Said claimed on Dec. 3 that 1,416 children had died because of shortages resulting from the sanctions the U.N. Security Council imposed on Iraq as punishment for its Aug. 2 invasion of Kuwait.
Western diplomats in Baghdad have discounted the reports of shortages, noting that the Security Council decided in October to allow shipments of essential food and medicines to Iraq.
The diplomats note that since mid-October, nearly 120 tons of medicines have arrived from humanitarian groups worldwide, earmarked for Iraqi children.

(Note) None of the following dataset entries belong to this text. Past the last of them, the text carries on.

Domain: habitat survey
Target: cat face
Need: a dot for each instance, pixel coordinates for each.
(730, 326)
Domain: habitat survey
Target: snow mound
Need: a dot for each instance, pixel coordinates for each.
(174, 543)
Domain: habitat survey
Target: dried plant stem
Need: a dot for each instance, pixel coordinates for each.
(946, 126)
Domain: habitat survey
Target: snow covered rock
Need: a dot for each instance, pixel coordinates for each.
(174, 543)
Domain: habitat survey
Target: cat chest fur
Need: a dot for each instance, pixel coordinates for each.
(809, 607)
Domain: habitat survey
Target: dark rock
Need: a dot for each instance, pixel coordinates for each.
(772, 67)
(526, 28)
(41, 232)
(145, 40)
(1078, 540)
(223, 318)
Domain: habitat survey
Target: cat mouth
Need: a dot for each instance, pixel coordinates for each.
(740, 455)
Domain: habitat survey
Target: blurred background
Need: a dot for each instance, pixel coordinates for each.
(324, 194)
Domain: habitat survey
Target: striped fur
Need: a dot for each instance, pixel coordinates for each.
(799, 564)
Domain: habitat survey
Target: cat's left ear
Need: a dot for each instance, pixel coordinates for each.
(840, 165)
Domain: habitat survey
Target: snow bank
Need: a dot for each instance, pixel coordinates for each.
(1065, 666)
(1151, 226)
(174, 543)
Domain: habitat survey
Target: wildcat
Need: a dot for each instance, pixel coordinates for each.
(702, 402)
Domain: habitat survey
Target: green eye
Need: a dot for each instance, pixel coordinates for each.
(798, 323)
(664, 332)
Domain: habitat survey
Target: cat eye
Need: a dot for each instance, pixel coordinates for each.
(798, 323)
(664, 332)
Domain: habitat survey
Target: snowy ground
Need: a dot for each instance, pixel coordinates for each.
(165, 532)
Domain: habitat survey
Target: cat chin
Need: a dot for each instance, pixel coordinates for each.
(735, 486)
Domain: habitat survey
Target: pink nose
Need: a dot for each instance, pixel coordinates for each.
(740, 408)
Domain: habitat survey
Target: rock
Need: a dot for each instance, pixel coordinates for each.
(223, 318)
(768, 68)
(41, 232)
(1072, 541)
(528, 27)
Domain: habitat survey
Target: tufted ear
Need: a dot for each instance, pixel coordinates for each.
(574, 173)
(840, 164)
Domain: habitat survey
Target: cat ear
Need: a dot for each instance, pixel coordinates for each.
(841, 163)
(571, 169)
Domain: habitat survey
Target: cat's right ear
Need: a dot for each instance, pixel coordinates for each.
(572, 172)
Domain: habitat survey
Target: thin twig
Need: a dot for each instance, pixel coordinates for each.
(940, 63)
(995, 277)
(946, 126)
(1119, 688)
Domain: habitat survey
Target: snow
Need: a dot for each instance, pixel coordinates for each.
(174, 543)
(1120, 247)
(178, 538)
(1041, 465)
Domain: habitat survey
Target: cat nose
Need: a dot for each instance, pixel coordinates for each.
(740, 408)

Most of the shipments were in exchange for Western hostages helped by Iraq until President Saddam Hussein announced a blanket release on Dec.6.
Last week alone, Iraq's Red Crescent, the Islamic equivalent of the Red Cross, announced it had received a shipment of 22 tons of medical supplies from Italy and another 28 tons of the same from the United Nations' Children Fund, UNICEF.
But government hospitals still report shortages of vaccines, antibiotics and baby formulas and tell patients they should bring their own.